We have never answered her because to do so would force us to reckon, it would require confronting not just what was lost in 1947 – but what continues to be stolen now, every day, every hour, under both flags.

To Bury or To Remember? 

Iqbal once dreamed of a Muslim world that transcended borders, that rooted itself in ethical action and divine accountability:

“Be aware of your own worth; use all of your power to achieve it. Create an ocean from a dewdrop. Do not beg for light from the moon; obtain it from the spark within you.” 

But Pakistan and India alike have become beggars – not of light, but of vengeance, validation, and victory. Both have failed their promises. Every August, flags are raised, speeches are made, and borders are policed. But what exactly are they commemorating? 

Pakistan, 77 years later, is trapped between militarism and messianism, invoking Islam while abandoning its moral architecture.
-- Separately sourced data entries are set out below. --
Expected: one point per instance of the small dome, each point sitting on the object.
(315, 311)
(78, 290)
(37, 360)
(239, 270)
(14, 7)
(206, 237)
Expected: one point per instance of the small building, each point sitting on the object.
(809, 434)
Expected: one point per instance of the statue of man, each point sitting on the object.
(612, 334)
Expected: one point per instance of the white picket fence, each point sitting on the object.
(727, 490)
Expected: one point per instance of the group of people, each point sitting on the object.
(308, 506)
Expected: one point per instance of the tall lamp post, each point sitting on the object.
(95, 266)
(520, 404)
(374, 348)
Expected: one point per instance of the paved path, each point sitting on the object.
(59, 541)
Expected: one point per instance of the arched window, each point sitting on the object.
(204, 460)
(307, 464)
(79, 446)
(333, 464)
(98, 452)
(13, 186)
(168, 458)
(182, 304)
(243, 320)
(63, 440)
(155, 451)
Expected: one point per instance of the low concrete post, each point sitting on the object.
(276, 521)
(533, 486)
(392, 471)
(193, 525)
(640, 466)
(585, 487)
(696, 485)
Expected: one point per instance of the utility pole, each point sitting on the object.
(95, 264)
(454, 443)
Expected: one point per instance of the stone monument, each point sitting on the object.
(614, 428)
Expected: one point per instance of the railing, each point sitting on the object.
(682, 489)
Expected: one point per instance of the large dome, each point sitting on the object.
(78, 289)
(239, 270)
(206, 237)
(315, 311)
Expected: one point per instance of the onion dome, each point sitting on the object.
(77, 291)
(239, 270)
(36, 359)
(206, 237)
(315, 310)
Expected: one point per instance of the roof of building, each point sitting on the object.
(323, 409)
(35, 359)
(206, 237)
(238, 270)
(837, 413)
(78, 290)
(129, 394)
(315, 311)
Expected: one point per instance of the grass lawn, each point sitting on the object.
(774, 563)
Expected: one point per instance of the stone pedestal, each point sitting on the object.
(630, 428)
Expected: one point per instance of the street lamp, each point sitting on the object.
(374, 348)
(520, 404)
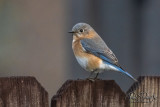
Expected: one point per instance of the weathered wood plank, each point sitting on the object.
(145, 93)
(22, 92)
(84, 93)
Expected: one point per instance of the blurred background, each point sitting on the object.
(34, 39)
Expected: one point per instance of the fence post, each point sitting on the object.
(22, 92)
(145, 93)
(84, 93)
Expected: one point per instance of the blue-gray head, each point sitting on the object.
(81, 29)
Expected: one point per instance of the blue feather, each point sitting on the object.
(121, 70)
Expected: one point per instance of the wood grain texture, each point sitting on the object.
(22, 92)
(84, 93)
(145, 93)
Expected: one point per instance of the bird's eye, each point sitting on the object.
(81, 30)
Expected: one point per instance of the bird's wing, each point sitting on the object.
(98, 47)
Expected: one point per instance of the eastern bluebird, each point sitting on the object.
(91, 51)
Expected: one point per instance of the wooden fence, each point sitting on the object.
(27, 92)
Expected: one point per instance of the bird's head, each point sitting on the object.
(82, 30)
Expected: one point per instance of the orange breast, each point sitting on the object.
(93, 62)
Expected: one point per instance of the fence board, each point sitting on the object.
(145, 93)
(84, 93)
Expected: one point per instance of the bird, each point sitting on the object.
(92, 53)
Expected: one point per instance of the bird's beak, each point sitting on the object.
(71, 32)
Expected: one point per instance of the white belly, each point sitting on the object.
(106, 66)
(82, 61)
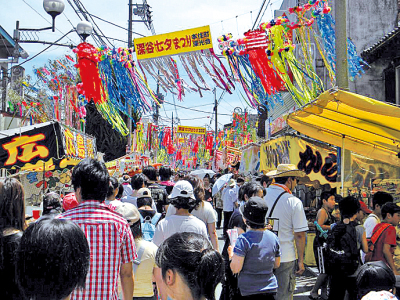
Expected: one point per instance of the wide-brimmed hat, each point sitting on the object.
(143, 193)
(182, 188)
(128, 211)
(286, 170)
(255, 210)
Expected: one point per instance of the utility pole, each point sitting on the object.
(216, 113)
(130, 44)
(342, 77)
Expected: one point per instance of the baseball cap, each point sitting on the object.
(128, 211)
(143, 193)
(390, 208)
(182, 188)
(364, 207)
(255, 210)
(70, 201)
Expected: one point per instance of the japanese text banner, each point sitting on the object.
(319, 161)
(173, 43)
(192, 130)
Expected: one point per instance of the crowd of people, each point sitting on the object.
(154, 236)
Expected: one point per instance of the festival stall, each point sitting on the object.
(43, 155)
(366, 130)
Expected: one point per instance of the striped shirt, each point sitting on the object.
(111, 245)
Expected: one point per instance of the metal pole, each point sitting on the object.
(130, 44)
(342, 77)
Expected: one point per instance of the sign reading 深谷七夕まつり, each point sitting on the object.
(173, 43)
(191, 130)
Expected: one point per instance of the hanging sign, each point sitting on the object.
(192, 130)
(173, 43)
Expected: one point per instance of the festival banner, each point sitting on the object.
(78, 145)
(191, 130)
(30, 146)
(318, 160)
(250, 160)
(173, 43)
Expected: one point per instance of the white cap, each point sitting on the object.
(182, 188)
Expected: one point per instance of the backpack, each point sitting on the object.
(373, 239)
(341, 253)
(149, 226)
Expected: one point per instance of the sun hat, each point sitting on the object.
(128, 211)
(286, 170)
(255, 210)
(182, 188)
(364, 207)
(143, 193)
(69, 201)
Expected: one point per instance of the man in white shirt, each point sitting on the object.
(184, 201)
(289, 220)
(373, 219)
(229, 199)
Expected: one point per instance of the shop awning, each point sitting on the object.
(369, 127)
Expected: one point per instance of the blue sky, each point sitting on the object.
(223, 17)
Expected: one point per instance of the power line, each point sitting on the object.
(202, 111)
(115, 24)
(36, 55)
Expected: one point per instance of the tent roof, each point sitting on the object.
(369, 127)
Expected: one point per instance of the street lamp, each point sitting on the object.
(84, 29)
(53, 8)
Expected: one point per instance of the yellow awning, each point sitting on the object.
(369, 127)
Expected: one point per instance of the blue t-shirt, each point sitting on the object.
(259, 249)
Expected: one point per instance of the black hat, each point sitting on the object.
(390, 208)
(255, 210)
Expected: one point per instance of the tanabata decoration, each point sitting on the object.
(92, 88)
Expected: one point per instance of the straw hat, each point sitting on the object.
(286, 170)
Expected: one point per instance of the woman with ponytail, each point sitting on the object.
(188, 268)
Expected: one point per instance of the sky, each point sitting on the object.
(224, 17)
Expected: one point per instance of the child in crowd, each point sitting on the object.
(385, 244)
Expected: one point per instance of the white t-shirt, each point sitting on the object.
(144, 272)
(174, 224)
(133, 200)
(229, 198)
(205, 212)
(291, 218)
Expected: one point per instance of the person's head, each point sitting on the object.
(165, 173)
(120, 191)
(265, 181)
(391, 213)
(131, 214)
(90, 180)
(138, 181)
(52, 259)
(363, 212)
(249, 190)
(12, 204)
(349, 207)
(51, 204)
(182, 196)
(240, 181)
(113, 188)
(198, 187)
(327, 200)
(188, 264)
(254, 212)
(69, 201)
(150, 172)
(379, 199)
(374, 276)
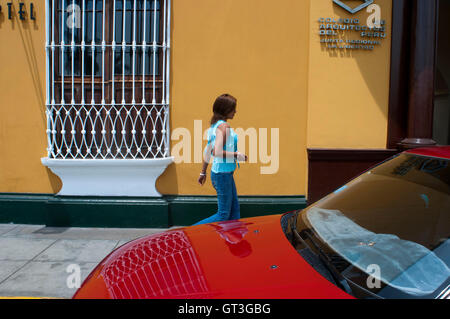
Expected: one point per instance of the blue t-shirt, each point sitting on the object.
(223, 165)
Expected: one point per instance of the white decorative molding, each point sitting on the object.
(108, 177)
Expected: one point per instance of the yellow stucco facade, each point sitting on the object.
(267, 54)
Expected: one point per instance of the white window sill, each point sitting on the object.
(108, 177)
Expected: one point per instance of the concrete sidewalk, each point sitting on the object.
(34, 259)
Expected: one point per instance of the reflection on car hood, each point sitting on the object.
(248, 258)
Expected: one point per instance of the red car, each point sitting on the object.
(383, 235)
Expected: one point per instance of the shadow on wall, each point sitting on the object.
(364, 58)
(33, 63)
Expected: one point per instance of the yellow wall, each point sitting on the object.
(257, 51)
(348, 90)
(265, 53)
(23, 122)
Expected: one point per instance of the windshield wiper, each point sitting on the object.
(323, 257)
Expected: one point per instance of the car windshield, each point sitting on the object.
(391, 224)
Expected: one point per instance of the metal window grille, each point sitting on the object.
(107, 76)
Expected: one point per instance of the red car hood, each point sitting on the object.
(248, 258)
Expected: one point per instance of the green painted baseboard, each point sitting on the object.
(128, 212)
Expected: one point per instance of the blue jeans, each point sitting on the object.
(227, 200)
India, meanwhile, has become a secular republic in name only, increasingly consumed by majoritarian rule. And the British? They left behind medals, memoirs, and museums, but no apology, no reparations, no recognition of the fire they lit and then walked away from. 

The truth is this: The British engineered this cataclysm, Pakistan never truly became the moral community it promised, and India’s secularism is cracking under the weight of its own demons. For those who call this subcontinent, the wounds of 1947 are not relics – they are living, festering, and still bleeding. To honour Pakistan Day or mourn Partition without speaking these truths is selective amnesia, and the question is not whether to move on; it is whether we will ever remember rightly and, if we do, whether we will have the courage to change what that memory demands of us.

Mar Yousuf K. is a writer exploring how politics and faith shape life in Occupied Kashmir and beyond, with contributions to local publications and community platforms.